Entonces el espectador fue conmovido y olvidándose de que aquel acontecimiento era onírico decidió acercarse a su afligido progenitor para consolarlo. Al intentar darle algunas palmaditas en la espalda (como su padre hacía cuando él estaba triste) su manecita atravesó la columna del científico como si fuera aire. Pasmado por lo que acaba de suceder se dio cuenta de que no solo era invisible e intangible, sino que también inaudible. Por más que le hablase a su padre él no podía escuchar su voz. ¿Acaso se había convertido en un fantasma? No, no podía ser cierto.
—Los fantasmas no existen, solo son un invento para asustar a los niños y a los adultos crédulos —se dijo a sí mismo. Siguió reflexionando sobre el gran dilema en que se había metido y al darse cuenta de la absurda situación ocurrida volvió a su mente el recuerdo del sabor del trozo de pay jaspeado que había probado antes de acostarse.
—Era de calabaza con chocolate. Odio la calabaza. Poco después mamá me contó un cuento y me dormí —pensó.

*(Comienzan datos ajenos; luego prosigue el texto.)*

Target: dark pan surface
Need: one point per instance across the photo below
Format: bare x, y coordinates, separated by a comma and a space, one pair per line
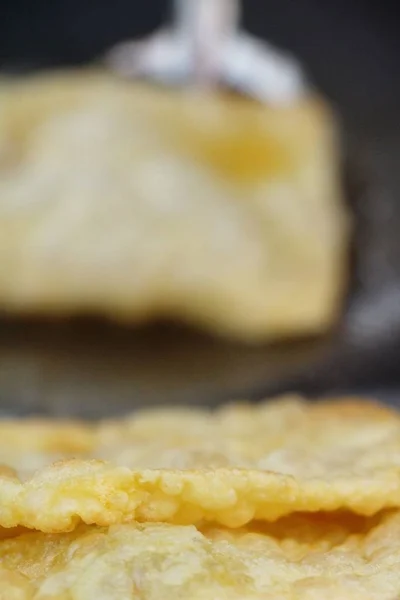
351, 50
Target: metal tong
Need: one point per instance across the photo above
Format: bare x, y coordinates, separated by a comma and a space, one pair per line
206, 47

En ese momento al fin lo comprendió. Todo era un sueño. Pero este era diferente a todos los que había tenido antes, era un sueño lúcido. Pero no podía controlar nada de lo que pasaba, solo estaba consciente. Aunque le costaba admitirlo, debía de rendirse. Solo había una opción y era retomar su observación científica, que por suerte era algo muy emocionante. A simple vista la monocromática oficina del centro de investigación contrastaba con el colorido estudio personal del señor Kingsleigh. A Dorian le parecía que este último era muy acogedor, pero algo desordenado así que preferiría el estilo sobrio de la oficina. Revisó los atestados estantes que lo rodeaban, leyendo los lomos de los libros que estaban a su alcance. Advirtió que estaban muy alineados y ordenados por secciones. Sus ojos recorrieron los títulos repisa por repisa, como un buen naturalista no podían faltar "El origen de las especies" de Charles Darwin, y un libro con grabados llamado "La oruga maravillosa transformación y extraña alimentación floral" de Maria Sybilla Merian. Al poco tiempo comenzó a aburrirse y se alejó de los anaqueles, al sentirse atraído por la luz que emitía la única ventana de la habitación. El paisaje de la ciudad se dejaba vislumbrar a través de las persianas venecianas semiabiertas.